Es dröhnt in meinen Ohren“
Stimmt immer noch, auch wenn die Motoren eigentlich leiser geworden sind. Vielleicht sind es einfach mehr oder meine Ohren sind empfindlicher geworden.
Neulich, stand ich auf der A2. Die Motoren waren verstummt. Nur das Rauschen der Gegenfahrbahn war zu hören. Vollsperrung. In meinem Fahrzeug war es so ruhig geworden, dass ich aus Langeweile das Radio einschaltete. Da gab es eine Gesprächsrunde über die richtigen Methoden des Grasschnitts im heimischen Garten und etliche Zuhörer*innen, die anriefen, weil sie dazu etwas zu sagen hatten. Ein anderer Sender versprach die nächste welterschütternde Krise. Nichts sagte mir die Musik auf allen Sendern, die ich durchzappte. Also Radio aus. Mein Fahrzeug ist alt und daher hat es keine Möglichkeit, mir Musik auf andere Weise wiederzugeben. Ich kam mir jetzt genauso alt vor wie das Radiogerät. Alt und weiß.
Es war eng. Es war warm. Die Beine wussten nicht wohin und meine Waden fingen an, im eigenen Rhythmus rastlos zu zittern. Ich zählte die Fahrzeuge vor und hinter mir, die ich gerade noch erkennen konnte, immer und immer wieder. Zählen beruhigt mich. Es müssen ja nicht gleich Schafe sein.
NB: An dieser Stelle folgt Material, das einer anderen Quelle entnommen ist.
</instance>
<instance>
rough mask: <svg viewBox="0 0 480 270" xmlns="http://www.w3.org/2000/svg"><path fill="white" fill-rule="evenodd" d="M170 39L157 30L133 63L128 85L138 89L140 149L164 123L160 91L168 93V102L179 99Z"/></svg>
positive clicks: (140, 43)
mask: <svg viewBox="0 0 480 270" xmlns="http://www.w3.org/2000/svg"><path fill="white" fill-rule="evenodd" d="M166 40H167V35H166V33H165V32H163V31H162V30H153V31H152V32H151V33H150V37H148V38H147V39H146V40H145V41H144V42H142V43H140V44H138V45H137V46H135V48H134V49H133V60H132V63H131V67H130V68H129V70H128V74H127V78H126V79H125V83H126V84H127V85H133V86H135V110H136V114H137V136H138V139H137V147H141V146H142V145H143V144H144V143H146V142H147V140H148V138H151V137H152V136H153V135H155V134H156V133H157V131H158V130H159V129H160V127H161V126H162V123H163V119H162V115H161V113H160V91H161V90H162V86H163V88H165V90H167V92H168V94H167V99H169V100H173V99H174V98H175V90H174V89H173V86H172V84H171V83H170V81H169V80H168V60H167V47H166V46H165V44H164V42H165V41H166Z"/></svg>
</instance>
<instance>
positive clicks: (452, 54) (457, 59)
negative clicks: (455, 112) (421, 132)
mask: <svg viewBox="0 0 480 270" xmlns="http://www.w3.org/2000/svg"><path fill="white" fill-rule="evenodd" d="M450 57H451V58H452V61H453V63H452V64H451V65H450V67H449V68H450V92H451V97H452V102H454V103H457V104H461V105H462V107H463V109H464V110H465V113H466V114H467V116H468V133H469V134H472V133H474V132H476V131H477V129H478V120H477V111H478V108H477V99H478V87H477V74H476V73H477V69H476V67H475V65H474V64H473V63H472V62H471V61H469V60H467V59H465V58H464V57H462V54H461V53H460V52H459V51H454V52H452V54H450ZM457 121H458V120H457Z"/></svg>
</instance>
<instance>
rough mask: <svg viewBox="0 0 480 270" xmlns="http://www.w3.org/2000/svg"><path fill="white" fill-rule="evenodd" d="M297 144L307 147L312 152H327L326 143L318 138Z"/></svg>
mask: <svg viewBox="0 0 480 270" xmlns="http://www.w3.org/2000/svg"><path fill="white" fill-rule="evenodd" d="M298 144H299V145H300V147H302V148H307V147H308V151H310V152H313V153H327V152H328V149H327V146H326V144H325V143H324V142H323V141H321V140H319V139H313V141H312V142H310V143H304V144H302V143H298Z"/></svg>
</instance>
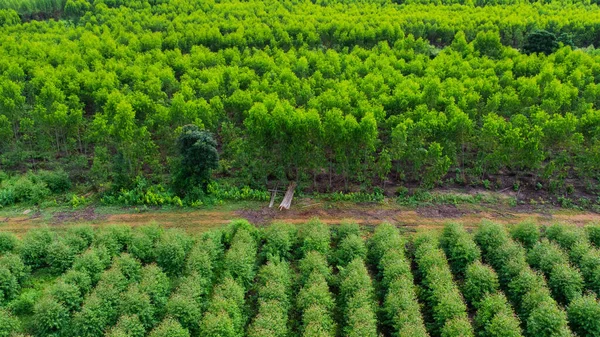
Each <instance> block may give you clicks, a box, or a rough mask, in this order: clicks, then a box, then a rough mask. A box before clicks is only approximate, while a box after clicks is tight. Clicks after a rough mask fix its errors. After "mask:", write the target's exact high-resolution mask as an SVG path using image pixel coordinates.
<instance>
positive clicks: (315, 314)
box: [302, 304, 336, 337]
mask: <svg viewBox="0 0 600 337" xmlns="http://www.w3.org/2000/svg"><path fill="white" fill-rule="evenodd" d="M335 329H336V325H335V322H334V321H333V319H332V318H331V313H330V312H329V310H328V309H327V308H325V307H323V306H320V305H317V304H315V305H312V306H310V307H308V308H306V309H305V310H304V312H303V315H302V336H303V337H333V336H335Z"/></svg>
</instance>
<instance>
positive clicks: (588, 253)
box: [579, 249, 600, 294]
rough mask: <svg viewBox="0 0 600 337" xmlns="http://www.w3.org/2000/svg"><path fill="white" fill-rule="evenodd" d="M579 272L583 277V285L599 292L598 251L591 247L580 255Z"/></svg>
mask: <svg viewBox="0 0 600 337" xmlns="http://www.w3.org/2000/svg"><path fill="white" fill-rule="evenodd" d="M579 268H580V269H581V274H582V275H583V277H584V279H585V286H586V287H587V288H588V289H590V290H592V291H593V292H595V293H596V294H599V293H600V251H599V250H597V249H592V250H590V251H588V252H587V253H585V255H583V256H582V257H581V262H580V263H579Z"/></svg>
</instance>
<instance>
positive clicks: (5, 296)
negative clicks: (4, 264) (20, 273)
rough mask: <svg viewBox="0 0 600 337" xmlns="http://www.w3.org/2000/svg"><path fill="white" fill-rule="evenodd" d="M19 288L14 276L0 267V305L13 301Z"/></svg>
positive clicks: (15, 277)
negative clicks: (12, 299) (14, 297)
mask: <svg viewBox="0 0 600 337" xmlns="http://www.w3.org/2000/svg"><path fill="white" fill-rule="evenodd" d="M20 289H21V287H20V286H19V282H18V281H17V278H16V277H15V275H13V274H12V273H11V272H10V270H9V269H8V268H6V267H3V266H0V304H4V303H6V302H8V301H10V300H11V299H13V298H14V297H15V296H17V294H18V293H19V290H20Z"/></svg>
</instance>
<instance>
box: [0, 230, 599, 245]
mask: <svg viewBox="0 0 600 337" xmlns="http://www.w3.org/2000/svg"><path fill="white" fill-rule="evenodd" d="M585 229H586V231H587V234H588V237H589V238H590V241H591V242H592V244H593V245H594V246H596V247H600V225H598V224H596V225H589V226H586V227H585ZM0 241H1V239H0ZM1 246H2V244H1V243H0V247H1ZM1 250H2V249H1V248H0V251H1Z"/></svg>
Wäre ich bloß mit meinem ICE gefahren, dachte ich. Ich hätte mir die Beine vertreten und mit meinen Sitznachbarn über die aberwitzigen Bahndurchsagen diskutieren können. Hält der Zug nun in Bielfeld, fährt er mit einstündiger Verspätung weiter nach Köln, dreht er um und fährt zurück nach Berlin oder entfällt der Halt in Bielefeld ganz. Wenn der Zug ausfällt, fällt er dann auf Gleis 2 oder Gleis 4 aus? Muss man doch wissen. Wir hätten uns jedenfalls lachend gegenseitig am Galgen des Humors aufgeknüpft. Immer noch besser, als vereinsamt in meiner Blechkabine auf der Autobahn an Langeweile einzugehen.
Wie ich nach Hause gekommen bin? Ich habe den Wagen auf der A2 stehengelassen, habe die Kennzeichen entfernt und entsorgt und bin zum nächsten Bahnhof gelaufen. Der Zug fuhr, aber zurück nach Berlin. Eine Bahnhofsbank gewährte mir die nötige Nachtruhe in der Hauptstadt. Im Traum erschien mir ein Engel. Er nannte sich Verkehrsminister und sprach vom Himmelreich auf Straßen und Schienen.
Schweißgebadet erwache ich zu Hause im Bett. Wie ich nach Hause gekommen war? Ich weiß es nicht zu erzählen. Ich bin angekommen, wahrscheinlich dank eines Schutzengels der Deutschen Autobahnen, bewehrt mit Schild und Barke.